Strunk et al. determined the budesonide and salmeterol dose needed to control symptoms in 292 children over 6 years of age with moderate-to-severe asthma, and the titrated dose was used for 6 weeks.[87] Thereafter, either montelukast, azithromycin or placebo treatment was randomized in 55 children. The primary outcome was the time from randomization to inadequate asthma control. The median time in the azithromycin group was 8.4 weeks (95% CI: 4.3-17.3), compared with 13.9 weeks in the montelukast group and 19.1 weeks in the placebo group. The result was not statistically significant but strongly suggests that azithromycin is not a clinically effective corticosteroid-sparing alternative in children with asthma.

Antibiotic Treatment for Chronic Stable Asthma

In adults, long-term treatments with macrolides have improved asthma symptoms, but after cessation of therapy, the benefits have been lost within some weeks. Five studies (including 357 adults with asthma) were accepted in a Cochrane review,[88] and macrolides had a positive effect on symptoms and eosoniphilic markers of inflammation, but only in patients with serological evidence of Chlamydia infection.
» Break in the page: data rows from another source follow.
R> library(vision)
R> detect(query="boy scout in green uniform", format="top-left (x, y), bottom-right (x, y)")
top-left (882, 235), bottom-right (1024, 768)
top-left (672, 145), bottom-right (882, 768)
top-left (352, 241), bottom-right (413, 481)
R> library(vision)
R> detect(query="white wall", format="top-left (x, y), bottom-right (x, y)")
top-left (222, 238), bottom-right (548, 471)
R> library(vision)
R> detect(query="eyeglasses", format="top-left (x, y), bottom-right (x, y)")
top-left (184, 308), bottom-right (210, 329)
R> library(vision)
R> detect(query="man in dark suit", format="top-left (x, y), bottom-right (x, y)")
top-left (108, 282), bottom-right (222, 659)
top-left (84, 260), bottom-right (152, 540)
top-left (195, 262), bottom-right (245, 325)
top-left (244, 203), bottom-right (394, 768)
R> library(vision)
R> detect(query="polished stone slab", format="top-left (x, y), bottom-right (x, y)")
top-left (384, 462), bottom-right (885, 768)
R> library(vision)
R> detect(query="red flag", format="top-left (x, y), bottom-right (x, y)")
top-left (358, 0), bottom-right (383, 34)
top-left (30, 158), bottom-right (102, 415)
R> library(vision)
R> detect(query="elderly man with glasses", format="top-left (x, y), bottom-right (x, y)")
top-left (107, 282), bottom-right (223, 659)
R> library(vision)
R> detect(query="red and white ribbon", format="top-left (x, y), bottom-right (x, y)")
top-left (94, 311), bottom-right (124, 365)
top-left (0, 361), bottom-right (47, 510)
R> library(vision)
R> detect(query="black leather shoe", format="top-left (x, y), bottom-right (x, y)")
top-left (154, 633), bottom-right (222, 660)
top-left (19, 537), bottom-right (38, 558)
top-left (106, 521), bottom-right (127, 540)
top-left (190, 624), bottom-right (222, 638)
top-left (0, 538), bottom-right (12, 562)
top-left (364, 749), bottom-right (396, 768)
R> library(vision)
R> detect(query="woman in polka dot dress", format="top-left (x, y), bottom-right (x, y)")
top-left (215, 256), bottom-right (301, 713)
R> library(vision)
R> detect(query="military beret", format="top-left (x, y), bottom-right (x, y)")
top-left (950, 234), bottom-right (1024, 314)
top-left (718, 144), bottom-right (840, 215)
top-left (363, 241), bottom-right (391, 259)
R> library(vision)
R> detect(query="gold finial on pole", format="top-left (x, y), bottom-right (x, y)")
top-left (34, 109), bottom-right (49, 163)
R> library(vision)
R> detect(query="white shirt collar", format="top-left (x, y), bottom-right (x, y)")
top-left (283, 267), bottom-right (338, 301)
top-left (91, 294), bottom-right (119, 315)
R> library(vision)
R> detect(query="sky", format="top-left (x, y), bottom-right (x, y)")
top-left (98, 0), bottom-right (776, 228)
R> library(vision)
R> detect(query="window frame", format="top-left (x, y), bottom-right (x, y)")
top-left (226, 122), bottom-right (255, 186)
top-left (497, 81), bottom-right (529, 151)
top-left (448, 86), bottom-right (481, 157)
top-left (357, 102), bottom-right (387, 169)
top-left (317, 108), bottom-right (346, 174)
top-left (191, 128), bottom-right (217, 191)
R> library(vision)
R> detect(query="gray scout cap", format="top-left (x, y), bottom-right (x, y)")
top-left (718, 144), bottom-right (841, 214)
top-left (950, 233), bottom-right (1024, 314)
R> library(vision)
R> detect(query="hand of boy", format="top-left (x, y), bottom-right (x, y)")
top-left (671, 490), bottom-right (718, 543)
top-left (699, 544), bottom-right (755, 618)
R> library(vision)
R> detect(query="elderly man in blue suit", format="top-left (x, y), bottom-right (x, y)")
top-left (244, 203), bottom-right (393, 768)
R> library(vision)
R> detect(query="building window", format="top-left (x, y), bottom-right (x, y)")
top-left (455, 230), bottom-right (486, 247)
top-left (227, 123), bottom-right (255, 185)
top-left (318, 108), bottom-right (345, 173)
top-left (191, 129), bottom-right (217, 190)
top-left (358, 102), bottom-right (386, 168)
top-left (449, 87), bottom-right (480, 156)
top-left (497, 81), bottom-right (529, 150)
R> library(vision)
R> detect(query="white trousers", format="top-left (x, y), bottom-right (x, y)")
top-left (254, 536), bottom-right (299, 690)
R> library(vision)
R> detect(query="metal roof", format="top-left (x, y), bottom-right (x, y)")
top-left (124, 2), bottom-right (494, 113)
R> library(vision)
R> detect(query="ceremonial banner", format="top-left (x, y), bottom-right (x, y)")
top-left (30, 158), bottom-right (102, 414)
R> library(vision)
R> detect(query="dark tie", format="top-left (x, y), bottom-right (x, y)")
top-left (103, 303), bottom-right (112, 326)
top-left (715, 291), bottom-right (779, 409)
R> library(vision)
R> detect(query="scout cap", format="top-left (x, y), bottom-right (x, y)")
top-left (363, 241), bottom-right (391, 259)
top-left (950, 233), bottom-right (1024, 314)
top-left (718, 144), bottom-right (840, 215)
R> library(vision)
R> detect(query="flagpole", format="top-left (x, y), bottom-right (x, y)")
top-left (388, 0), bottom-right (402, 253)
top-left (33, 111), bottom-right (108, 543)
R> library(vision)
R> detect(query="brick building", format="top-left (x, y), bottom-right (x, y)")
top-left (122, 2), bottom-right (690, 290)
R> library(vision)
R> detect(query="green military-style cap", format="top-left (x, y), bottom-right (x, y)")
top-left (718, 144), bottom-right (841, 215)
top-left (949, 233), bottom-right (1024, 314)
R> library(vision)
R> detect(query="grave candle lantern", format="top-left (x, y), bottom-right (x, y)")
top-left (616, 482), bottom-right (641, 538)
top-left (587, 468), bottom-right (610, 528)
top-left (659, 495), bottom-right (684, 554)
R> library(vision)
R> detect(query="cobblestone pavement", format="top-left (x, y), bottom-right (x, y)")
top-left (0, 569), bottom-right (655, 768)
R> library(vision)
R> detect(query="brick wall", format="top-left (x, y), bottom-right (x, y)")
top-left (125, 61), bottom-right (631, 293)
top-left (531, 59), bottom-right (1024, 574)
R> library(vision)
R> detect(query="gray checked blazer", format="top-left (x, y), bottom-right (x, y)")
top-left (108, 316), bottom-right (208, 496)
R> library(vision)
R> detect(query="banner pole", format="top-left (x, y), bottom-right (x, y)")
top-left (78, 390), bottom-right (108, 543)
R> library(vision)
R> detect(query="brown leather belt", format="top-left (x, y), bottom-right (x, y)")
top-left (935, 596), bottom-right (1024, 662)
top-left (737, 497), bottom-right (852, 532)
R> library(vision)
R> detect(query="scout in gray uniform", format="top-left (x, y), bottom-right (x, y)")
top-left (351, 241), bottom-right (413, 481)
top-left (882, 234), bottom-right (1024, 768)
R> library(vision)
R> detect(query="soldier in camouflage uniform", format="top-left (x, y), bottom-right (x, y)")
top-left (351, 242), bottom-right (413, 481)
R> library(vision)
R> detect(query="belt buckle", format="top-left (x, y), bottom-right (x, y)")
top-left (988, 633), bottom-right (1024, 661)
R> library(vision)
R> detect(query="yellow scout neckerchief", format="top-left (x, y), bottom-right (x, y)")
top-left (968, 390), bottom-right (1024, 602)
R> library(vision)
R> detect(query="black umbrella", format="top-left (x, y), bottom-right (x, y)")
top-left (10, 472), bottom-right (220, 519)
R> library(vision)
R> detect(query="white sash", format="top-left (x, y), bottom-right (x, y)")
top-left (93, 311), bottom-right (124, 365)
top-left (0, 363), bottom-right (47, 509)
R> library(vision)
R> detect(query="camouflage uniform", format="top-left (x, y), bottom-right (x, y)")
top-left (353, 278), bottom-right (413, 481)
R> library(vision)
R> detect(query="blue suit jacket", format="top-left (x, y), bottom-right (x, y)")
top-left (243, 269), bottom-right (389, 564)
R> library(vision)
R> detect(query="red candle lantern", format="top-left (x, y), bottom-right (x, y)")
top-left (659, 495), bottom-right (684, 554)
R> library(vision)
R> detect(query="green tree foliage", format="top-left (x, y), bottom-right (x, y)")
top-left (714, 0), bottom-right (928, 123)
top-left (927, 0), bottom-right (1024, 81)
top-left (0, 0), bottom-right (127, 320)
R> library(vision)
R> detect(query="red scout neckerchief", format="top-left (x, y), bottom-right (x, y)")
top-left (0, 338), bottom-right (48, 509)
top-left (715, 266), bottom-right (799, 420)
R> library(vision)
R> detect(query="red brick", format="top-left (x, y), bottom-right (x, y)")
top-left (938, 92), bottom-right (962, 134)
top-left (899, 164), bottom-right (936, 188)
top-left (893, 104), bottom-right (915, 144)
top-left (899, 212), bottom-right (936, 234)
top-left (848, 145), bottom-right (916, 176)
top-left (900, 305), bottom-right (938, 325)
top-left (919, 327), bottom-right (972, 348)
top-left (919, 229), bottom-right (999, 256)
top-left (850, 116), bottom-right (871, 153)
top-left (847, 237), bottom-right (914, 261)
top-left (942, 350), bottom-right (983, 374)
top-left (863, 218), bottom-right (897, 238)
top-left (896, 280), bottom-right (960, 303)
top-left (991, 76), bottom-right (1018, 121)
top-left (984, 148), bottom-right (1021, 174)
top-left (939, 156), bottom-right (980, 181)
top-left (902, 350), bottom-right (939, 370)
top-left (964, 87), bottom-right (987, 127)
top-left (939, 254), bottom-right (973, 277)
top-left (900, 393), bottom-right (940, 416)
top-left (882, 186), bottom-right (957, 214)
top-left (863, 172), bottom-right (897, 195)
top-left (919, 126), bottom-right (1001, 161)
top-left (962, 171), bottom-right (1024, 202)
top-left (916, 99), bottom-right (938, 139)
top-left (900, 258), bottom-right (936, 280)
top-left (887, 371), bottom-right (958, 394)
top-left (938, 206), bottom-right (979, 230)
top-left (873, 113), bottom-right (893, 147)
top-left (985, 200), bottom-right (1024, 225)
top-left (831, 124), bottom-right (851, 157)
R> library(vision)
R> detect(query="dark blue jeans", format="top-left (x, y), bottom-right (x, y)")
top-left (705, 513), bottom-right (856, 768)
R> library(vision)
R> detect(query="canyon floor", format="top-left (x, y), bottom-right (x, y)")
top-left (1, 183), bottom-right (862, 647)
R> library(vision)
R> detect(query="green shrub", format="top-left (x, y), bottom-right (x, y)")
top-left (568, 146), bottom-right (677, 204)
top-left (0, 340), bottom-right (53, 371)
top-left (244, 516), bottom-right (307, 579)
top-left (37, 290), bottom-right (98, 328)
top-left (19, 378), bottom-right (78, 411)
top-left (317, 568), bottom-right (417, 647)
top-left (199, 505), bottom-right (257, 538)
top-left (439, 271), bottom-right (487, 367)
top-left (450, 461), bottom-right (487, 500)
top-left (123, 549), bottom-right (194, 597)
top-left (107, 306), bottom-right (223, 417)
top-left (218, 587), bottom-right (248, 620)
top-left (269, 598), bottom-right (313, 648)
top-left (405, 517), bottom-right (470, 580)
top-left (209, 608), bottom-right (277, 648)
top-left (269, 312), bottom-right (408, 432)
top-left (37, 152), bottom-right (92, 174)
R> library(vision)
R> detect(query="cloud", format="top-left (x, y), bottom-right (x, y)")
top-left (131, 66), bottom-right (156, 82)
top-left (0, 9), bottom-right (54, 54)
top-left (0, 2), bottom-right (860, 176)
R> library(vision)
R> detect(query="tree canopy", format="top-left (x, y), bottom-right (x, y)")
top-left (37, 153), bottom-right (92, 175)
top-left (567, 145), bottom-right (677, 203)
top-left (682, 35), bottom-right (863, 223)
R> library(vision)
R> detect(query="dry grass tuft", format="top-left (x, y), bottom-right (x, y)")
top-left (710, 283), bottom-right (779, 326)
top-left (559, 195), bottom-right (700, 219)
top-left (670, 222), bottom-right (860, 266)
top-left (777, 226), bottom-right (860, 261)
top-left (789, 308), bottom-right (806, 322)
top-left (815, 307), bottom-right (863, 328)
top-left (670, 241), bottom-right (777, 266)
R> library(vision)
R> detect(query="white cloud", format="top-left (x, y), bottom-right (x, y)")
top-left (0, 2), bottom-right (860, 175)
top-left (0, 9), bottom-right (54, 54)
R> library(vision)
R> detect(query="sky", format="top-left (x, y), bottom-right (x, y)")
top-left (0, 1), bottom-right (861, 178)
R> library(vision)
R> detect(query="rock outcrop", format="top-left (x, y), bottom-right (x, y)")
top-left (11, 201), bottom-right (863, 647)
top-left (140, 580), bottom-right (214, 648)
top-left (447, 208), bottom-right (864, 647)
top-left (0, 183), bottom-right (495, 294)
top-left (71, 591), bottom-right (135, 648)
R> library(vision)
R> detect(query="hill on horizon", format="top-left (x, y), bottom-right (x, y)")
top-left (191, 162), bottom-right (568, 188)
There are only two preliminary studies in children. Esposito et al. studied 352 children aged 1-4 years with recurrent lower respiratory tract infections, including wheezing children.[89] Patients were randomized to receive either azithromycin (10 mg/kg/day for 3 days weekly for 3 weeks) and bronchodilators, or bronchodilators only. Thus, the study was not placebo-controlled or blinded. Macrolide therapy significantly decreased the symptoms, but only for the first month and only in children with serologic and/or PCR evidence of Chlamydia infection. Piacentini et al. randomized 16 children with asthma to receive either azithromycin or placebo for 8 weeks.[90] No significant changes were observed in lung function in either group, but bronchial reactivity to hypertonic saline improved and the number of neutrophils in mucus samples decreased in the azithromycin group. The measurements were performed immediately after the treatment. This study should be repeated in a larger patient group with a longer follow-up.